Im Jahr 1891, dem Jahr nach Seurats Tod, begann Signac, abstrakte visuelle Rhythmen und Subjektivität in seine Werke einzuführen und ging damit zum Neoimpressionismus über. Signacs kreative Experimente inspirierten Künstler wie Matisse und Henri-Edmond Cross dazu, den Neoimpressionismus im 20. Jahrhundert weiter zu definieren. Sein Wissen über die Bewegung führte dazu, dass er Charles Henrys Cerle Chromatique et Rapporteur Esthétique, ein weithin einflussreiches Buch über Farbtheorie, illustrierte und später das Manifest des Neo-Impressionismus, D’Eugène Delacroix au Néo-Impressionisme, 1899 verfasste.
FarbtheorieBearbeiten
Charles Blancs Grammaire des arts du dessin führte Seurat in die Theorien der Farbe und des Sehens ein, die den Chromo-Luminarismus inspirieren sollten. Blancs Werk, das sich auf die Theorien von Michel Eugène Chevreul und Eugène Delacroix stützt, besagt, dass die optische Mischung lebendigere und reinere Farben hervorbringt als das traditionelle Mischen von Pigmenten. Das physische Mischen von Pigmenten ist ein subtraktiver Prozess, bei dem Cyan, Magenta und Gelb die Primärfarben sind. Wird dagegen farbiges Licht miteinander gemischt, entsteht eine additive Mischung, bei der die Grundfarben Rot, Grün und Blau sind. Die optische Mischung, die für den Divisionismus charakteristisch ist – der Prozess der Farbmischung durch das Nebeneinanderstellen von Pigmenten – unterscheidet sich von der additiven oder subtraktiven Mischung, obwohl die Kombination von Farben in der optischen Mischung genauso funktioniert wie die additive Mischung, d. h. die Grundfarben sind dieselben. In Wirklichkeit wurde in Seurats Gemälden keine echte optische Mischung erreicht; für ihn war die Theorie eher nützlich, um beim Betrachter Farbschwingungen hervorzurufen, bei denen kontrastierende Farben, die nahe beieinander platziert wurden, die Beziehung zwischen den Farben intensivierten, während ihre einzelne, separate Identität erhalten blieb.

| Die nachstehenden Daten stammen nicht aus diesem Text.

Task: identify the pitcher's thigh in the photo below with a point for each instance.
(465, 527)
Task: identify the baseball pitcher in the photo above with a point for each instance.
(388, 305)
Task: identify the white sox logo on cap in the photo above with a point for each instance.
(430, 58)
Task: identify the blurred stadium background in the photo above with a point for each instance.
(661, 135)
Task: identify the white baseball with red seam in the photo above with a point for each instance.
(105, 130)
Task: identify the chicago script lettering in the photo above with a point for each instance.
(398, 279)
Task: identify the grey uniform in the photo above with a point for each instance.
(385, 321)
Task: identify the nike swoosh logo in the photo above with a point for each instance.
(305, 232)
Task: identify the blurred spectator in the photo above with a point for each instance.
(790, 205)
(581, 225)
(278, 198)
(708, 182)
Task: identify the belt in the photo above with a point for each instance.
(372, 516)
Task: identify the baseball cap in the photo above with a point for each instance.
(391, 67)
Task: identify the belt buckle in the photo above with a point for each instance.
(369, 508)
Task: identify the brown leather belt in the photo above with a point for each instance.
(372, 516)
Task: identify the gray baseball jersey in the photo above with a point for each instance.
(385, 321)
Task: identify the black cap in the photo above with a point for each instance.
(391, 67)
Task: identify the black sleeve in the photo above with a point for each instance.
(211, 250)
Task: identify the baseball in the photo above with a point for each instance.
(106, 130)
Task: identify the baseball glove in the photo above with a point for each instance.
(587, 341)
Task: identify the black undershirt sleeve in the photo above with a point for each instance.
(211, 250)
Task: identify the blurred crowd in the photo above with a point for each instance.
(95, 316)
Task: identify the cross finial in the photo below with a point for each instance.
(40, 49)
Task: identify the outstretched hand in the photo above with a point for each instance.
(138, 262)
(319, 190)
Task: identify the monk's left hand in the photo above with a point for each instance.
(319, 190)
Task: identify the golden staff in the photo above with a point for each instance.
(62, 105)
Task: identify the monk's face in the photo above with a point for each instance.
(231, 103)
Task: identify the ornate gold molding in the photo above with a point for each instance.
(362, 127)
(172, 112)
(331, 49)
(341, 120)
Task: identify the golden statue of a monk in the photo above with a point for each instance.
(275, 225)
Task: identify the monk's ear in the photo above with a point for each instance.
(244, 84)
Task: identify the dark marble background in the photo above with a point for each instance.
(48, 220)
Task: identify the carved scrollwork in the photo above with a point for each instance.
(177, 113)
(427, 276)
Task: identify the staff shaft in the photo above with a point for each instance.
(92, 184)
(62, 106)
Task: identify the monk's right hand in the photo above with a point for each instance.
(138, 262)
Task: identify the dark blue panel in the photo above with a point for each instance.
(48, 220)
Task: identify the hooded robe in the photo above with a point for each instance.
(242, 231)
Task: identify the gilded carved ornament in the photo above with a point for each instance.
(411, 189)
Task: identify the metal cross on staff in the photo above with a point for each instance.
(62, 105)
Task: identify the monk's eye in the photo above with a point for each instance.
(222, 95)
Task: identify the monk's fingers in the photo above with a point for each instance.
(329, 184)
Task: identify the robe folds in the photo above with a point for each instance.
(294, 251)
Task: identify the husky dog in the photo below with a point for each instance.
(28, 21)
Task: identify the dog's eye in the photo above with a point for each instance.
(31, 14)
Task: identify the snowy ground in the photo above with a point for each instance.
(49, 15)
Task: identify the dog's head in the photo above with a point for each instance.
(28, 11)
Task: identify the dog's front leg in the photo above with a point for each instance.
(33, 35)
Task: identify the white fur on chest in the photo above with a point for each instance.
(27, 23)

In der divisionistischen Farbtheorie interpretierten die Künstler die wissenschaftliche Literatur, indem sie das Licht in einem der folgenden Kontexte wirken ließen:
- Lokalfarbe: Als dominierendes Element des Gemäldes bezieht sich die Lokalfarbe auf die tatsächliche Farbe des Motivs, z. B. grünes Gras oder blauer Himmel.
- Direktes Sonnenlicht: Gegebenenfalls werden gelb-orange Farben, die die Wirkung der Sonne repräsentieren, in die natürlichen Farben eingestreut, um die Wirkung des direkten Sonnenlichts zu simulieren.
- Schatten: Wenn die Beleuchtung nur indirekt ist, können verschiedene andere Farben wie Blau, Rot und Lila verwendet werden, um die Dunkelheit und die Schatten zu simulieren.
- Reflektiertes Licht: Ein Gegenstand, der in einem Gemälde an einen anderen angrenzt, kann reflektierte Farben auf ihn werfen.
- Kontrast: Um Chevreuls Theorie des Simultankontrasts zu nutzen, könnten kontrastierende Farben in unmittelbarer Nähe platziert werden.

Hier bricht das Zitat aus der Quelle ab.